The Stroop Effect, named after the original researcher John Ridley Stroop, is a psychological phenomenon that demonstrates the effect of interference on reaction time. The basis of the experiment consists of participants reading aloud the color of each word from a list of colored words as fast and correctly as possible, with their final time being recorded. There are two trials, each with a unique condition: the first where the words are congruent and the second where the words are incongruent. Congruent words are words where the content of the word matches the color of the word: for example, RED, GREEN, BLUE. Incongruent words are words where the content of the word does not match the color of the word: for example RED, PURPLE, PINK. The amount of time it takes to complete each trial is measured and recorded for each participant.

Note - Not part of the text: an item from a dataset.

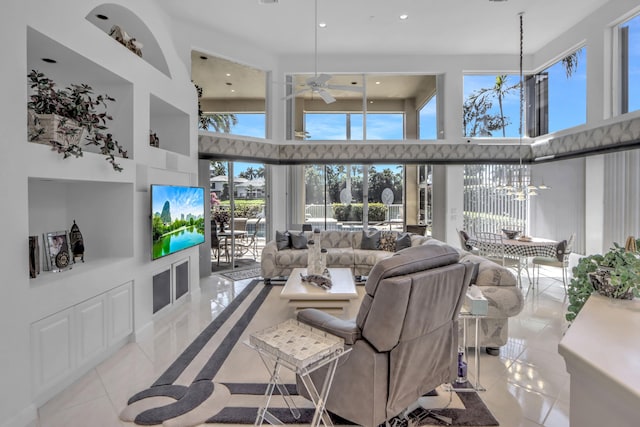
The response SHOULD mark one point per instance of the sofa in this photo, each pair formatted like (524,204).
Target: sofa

In this project, the Stroop Effect will be explored again, but with a focus on the statistical context. The experiment will be run using a provided dataset and my own recorded times. The independent and dependent variables of this study will be identified and a hypothesis testing will also be conducted. Ultimately, the sample dataset will undergo a statistical test, and a conclusion will be reached based on the results.
The independent variable for this experiment is the conditions of the words. They change from congruent to incongruent between the two trials.
The dependent variable is the amount of time it takes a participant to complete each trial, measured in seconds.
The null hypothesis for this experiment is that there will not be a statistical difference between the congruent and incongruent trial times.
The alternative hypothesis is that there will be a statistical difference between the congruent and incongruent trial times.
These hypotheses can be pictured mathematically below, with \(H_0\) being the null hypothesis, \(H_a\) being the alternative hypothesis, \(\mu_c\), being the congruent times, and \(\mu_i\) being the incongruent times:
\[ H_0 : \mu_c = \mu_i \\ H_a : \mu_c ≠ \mu_i \]
The statistical test being used for this experiment is a two-tailed paired sample t-test. The confidence level is set to 0.05. This type of t-test is chosen because the population parameters are unknown and the sample data are related to each other.. It is two-tailed because we are unsure whether the times will rise or fall between word conditions.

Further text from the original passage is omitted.